One reason that conformal gravity is interesting, is that it is closely related to ordinary ("Einstein") gravity. At the end, Mannheim cites some work by 't Hooft in which (as I recall) a renormalization counterterm for Einstein gravity, is something from conformal gravity. And conversely, Maldacena wrote about how to get Einstein gravity from conformal gravity, I think by projecting out the bad quantum states from the Hilbert space.

Mannheim is not combining internal symmetries with spacetime symmetry. The standard model without a Higgs does have conformal symmetry, but it is a separate symmetry to the gauge symmetries.

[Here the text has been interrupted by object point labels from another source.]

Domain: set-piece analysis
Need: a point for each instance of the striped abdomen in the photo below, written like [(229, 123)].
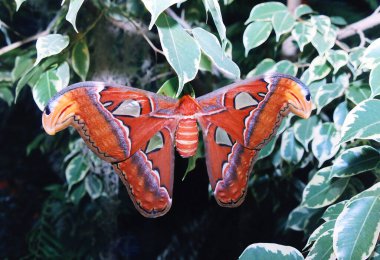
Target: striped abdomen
[(186, 138)]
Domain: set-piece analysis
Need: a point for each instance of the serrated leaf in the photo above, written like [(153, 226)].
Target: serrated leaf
[(76, 170), (303, 33), (362, 122), (265, 11), (337, 59), (322, 248), (324, 42), (156, 7), (213, 7), (266, 65), (302, 10), (6, 95), (354, 161), (321, 191), (211, 47), (327, 226), (180, 49), (283, 22), (325, 143), (80, 59), (374, 80), (93, 185), (291, 151), (340, 114), (49, 45), (326, 94), (357, 229), (256, 34), (22, 65), (270, 251), (358, 92), (371, 55), (319, 68), (63, 73), (333, 211), (19, 3), (286, 67), (45, 88), (303, 130), (71, 15)]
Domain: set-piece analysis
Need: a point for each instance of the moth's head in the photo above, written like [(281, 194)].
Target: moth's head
[(59, 113), (297, 95)]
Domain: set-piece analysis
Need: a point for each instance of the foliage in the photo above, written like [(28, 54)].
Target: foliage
[(337, 149)]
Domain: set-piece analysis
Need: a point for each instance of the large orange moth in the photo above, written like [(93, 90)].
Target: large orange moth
[(136, 131)]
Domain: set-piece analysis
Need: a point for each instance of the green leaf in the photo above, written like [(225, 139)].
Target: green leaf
[(22, 65), (300, 218), (325, 143), (213, 7), (286, 67), (362, 122), (323, 247), (76, 170), (6, 95), (270, 251), (303, 130), (337, 59), (180, 49), (264, 66), (329, 225), (291, 151), (326, 94), (256, 34), (340, 114), (303, 33), (321, 191), (374, 81), (333, 211), (71, 15), (77, 193), (80, 59), (93, 185), (63, 73), (265, 11), (49, 45), (169, 88), (371, 55), (355, 56), (358, 92), (283, 22), (19, 3), (319, 68), (322, 23), (357, 229), (45, 88), (211, 47), (302, 10), (354, 161), (324, 42), (156, 7)]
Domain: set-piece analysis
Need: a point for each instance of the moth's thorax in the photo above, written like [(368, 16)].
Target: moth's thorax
[(188, 106), (186, 138)]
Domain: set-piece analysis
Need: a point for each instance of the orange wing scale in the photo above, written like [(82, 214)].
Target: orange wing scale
[(136, 130)]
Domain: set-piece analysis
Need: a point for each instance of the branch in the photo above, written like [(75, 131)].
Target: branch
[(29, 39), (360, 26)]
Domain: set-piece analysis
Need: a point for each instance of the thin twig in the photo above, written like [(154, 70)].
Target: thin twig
[(29, 39)]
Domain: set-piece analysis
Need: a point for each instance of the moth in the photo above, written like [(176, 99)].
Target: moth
[(136, 131)]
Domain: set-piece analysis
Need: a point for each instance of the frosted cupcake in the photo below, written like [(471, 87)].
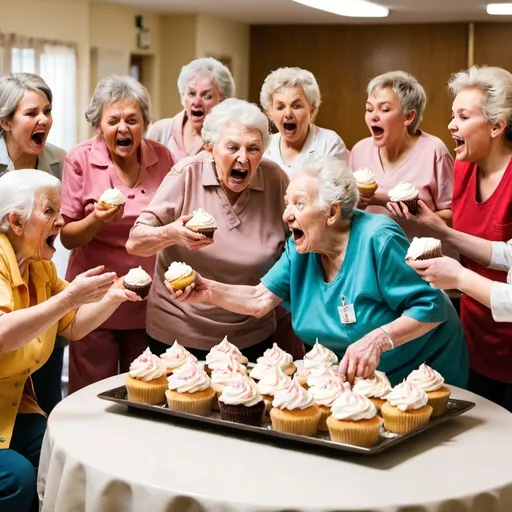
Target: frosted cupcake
[(202, 222), (406, 408), (294, 411), (354, 420), (407, 194), (241, 402), (146, 381), (111, 198), (365, 182), (431, 381), (190, 390), (139, 281), (424, 249), (179, 275), (376, 388), (175, 357)]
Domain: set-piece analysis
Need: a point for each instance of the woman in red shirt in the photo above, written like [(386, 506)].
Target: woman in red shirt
[(481, 126)]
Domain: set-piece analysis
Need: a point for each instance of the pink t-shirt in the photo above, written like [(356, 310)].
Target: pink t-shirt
[(428, 166), (88, 172)]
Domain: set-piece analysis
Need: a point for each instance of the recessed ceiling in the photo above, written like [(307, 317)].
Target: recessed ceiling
[(289, 12)]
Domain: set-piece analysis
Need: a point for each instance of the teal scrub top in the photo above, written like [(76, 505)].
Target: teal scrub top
[(375, 279)]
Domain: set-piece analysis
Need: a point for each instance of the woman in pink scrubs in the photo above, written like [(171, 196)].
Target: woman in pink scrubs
[(118, 156)]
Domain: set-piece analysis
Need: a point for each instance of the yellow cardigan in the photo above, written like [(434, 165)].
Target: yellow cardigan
[(16, 390)]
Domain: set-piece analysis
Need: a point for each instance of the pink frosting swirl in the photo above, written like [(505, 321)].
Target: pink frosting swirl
[(147, 367)]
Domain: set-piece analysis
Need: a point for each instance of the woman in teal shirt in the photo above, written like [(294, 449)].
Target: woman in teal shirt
[(344, 278)]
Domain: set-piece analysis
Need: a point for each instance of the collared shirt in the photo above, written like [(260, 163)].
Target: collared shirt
[(320, 141), (16, 390), (249, 239), (88, 172)]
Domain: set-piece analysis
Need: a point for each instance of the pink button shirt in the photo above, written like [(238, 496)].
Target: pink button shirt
[(88, 172)]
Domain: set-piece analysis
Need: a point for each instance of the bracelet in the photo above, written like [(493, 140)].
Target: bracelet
[(383, 329)]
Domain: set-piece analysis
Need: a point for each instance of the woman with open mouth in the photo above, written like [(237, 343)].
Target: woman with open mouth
[(244, 194), (202, 84), (118, 157), (291, 99)]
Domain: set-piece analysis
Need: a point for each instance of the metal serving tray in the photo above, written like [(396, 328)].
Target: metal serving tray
[(387, 439)]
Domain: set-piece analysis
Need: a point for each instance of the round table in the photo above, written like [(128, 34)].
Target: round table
[(99, 457)]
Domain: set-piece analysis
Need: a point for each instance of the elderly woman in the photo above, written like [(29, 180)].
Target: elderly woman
[(25, 122), (344, 278), (202, 84), (35, 305), (399, 151), (481, 127), (118, 156), (245, 196), (291, 99)]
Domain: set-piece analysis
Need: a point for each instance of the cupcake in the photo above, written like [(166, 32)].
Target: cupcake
[(175, 357), (376, 388), (424, 249), (274, 356), (139, 281), (190, 390), (146, 381), (179, 275), (354, 420), (366, 183), (294, 411), (407, 194), (406, 409), (111, 198), (431, 381), (241, 402), (202, 222)]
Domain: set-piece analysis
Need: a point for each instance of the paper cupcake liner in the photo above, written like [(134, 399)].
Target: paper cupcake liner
[(359, 433), (303, 422), (152, 392)]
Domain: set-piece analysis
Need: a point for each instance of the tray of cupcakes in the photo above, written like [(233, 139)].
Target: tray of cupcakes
[(303, 401)]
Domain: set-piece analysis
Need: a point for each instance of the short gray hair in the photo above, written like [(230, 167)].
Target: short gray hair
[(19, 190), (496, 86), (290, 77), (336, 182), (116, 88), (210, 68), (12, 89), (235, 111), (408, 90)]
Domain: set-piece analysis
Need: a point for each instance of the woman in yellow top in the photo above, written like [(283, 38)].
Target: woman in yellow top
[(35, 305)]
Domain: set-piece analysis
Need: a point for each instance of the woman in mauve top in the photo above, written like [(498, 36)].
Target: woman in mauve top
[(482, 206), (117, 157), (202, 84)]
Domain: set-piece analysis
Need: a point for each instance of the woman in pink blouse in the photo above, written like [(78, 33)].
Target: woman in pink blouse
[(118, 156)]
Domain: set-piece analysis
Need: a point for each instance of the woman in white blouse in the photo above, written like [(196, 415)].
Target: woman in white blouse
[(291, 99)]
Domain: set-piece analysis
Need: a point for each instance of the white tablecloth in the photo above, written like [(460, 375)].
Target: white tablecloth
[(98, 457)]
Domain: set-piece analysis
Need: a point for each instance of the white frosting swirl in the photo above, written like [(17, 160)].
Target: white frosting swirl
[(137, 277), (376, 387), (426, 378), (112, 196), (319, 355), (176, 356), (407, 397), (241, 390), (147, 367), (353, 407), (403, 192), (294, 396)]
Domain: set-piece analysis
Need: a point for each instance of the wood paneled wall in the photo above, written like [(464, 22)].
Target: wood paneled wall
[(345, 57)]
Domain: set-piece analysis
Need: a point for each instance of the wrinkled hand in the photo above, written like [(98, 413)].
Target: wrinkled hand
[(443, 273), (185, 237)]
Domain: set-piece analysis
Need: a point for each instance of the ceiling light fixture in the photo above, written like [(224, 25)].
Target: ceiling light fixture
[(499, 9), (351, 8)]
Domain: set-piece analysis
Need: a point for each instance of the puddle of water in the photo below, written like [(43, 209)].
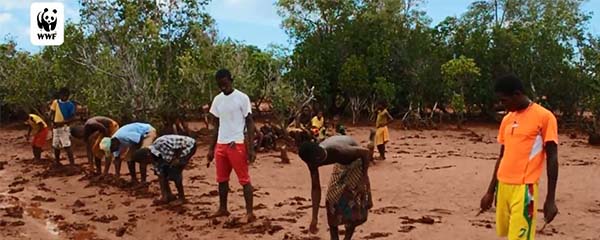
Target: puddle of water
[(36, 212)]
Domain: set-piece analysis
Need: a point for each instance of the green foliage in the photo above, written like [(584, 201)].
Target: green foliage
[(133, 60)]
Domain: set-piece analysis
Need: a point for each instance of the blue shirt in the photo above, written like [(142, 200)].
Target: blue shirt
[(131, 134)]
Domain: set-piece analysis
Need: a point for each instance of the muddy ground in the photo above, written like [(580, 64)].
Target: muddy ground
[(428, 188)]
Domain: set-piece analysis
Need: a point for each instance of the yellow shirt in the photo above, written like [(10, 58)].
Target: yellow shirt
[(317, 123), (34, 121)]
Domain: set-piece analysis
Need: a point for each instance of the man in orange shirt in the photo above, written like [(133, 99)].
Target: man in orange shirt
[(529, 137)]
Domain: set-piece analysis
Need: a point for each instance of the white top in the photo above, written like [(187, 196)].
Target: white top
[(232, 111)]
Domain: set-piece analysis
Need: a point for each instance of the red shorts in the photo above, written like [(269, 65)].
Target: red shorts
[(39, 139), (235, 158)]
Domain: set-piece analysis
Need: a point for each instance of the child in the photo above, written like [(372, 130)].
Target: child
[(382, 133), (269, 135), (94, 130), (317, 124), (39, 129), (129, 137), (338, 127), (63, 112), (169, 154)]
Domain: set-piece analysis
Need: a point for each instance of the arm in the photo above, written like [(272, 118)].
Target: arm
[(213, 141), (488, 198), (366, 156), (494, 181), (28, 131), (390, 118), (251, 128), (550, 209), (315, 196)]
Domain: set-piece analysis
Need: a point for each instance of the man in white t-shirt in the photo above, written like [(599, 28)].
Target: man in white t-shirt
[(233, 112)]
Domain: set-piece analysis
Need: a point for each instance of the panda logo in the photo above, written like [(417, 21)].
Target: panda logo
[(47, 20)]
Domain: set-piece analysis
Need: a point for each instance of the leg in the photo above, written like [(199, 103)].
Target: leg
[(349, 231), (238, 158), (165, 189), (107, 163), (57, 156), (248, 197), (503, 196), (143, 168), (37, 153), (179, 184), (223, 192), (70, 155), (223, 171), (333, 232), (131, 166), (117, 167), (56, 145), (98, 163), (523, 212), (381, 149), (88, 149)]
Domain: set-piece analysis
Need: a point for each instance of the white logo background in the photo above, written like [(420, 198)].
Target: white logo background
[(41, 37)]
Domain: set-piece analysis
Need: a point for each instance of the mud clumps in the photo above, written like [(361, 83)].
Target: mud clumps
[(233, 222), (11, 224), (376, 235), (78, 204), (14, 212), (105, 218), (405, 229), (15, 190), (43, 199), (423, 220), (18, 181)]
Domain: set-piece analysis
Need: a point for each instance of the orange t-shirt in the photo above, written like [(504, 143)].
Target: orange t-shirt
[(524, 135)]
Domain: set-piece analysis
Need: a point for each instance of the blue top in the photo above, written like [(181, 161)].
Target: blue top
[(131, 134)]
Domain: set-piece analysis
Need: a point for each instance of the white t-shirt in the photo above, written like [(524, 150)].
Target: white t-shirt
[(232, 111)]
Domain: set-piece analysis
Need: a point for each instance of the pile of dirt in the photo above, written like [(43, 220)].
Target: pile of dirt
[(60, 171), (105, 218), (16, 190), (43, 199), (386, 210), (14, 212), (376, 235), (18, 181), (262, 227), (423, 220)]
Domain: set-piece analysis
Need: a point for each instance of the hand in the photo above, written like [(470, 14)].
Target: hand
[(313, 227), (486, 202), (251, 155), (550, 211), (209, 157)]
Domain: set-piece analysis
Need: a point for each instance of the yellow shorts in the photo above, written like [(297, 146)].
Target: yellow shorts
[(516, 210), (382, 136)]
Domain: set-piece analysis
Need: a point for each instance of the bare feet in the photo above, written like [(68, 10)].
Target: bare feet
[(221, 213), (177, 202)]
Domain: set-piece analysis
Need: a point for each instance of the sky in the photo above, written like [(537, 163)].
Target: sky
[(251, 21)]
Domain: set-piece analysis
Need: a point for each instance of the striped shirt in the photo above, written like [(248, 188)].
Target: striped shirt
[(165, 146)]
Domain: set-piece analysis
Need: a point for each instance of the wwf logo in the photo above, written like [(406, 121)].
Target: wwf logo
[(47, 19), (47, 23)]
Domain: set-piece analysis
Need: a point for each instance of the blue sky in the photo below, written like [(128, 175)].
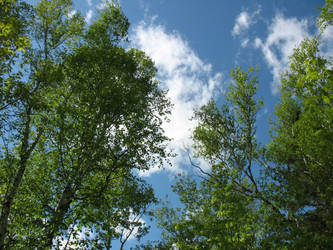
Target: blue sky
[(195, 44)]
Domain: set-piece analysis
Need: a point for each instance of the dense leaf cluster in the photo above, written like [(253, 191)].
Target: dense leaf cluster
[(79, 116), (274, 196)]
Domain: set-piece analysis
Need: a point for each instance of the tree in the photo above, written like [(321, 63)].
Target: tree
[(221, 211), (302, 145), (87, 114)]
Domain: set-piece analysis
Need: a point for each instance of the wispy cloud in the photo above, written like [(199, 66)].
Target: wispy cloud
[(284, 35), (190, 81), (243, 21)]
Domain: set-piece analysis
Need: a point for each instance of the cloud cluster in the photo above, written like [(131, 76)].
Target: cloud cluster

As usual one should distinguish between global and local symmetries. e.g. a free Dirac electron has a global phase symmetry, but a Dirac electron interacting with the photon field has a local phase symmetry, indeed gauging the phase symmetry implies the photon field, which is the gauge field of the U(1) phase symmetry.

The conformal symmetry of the conformal standard model is a global symmetry, but conformal gravity has local conformal invariance.

neo said...

Mitchel

thanks, other than supersymmetry has there been any theory of gravity that starts with the internal symmetries of the standard model, then create a theory of gravity out of that?

what do you think of these papers that show you can derive MOND from conformal gravity? and since it has conformal symmetry, does this imply it is also asymptotically safe?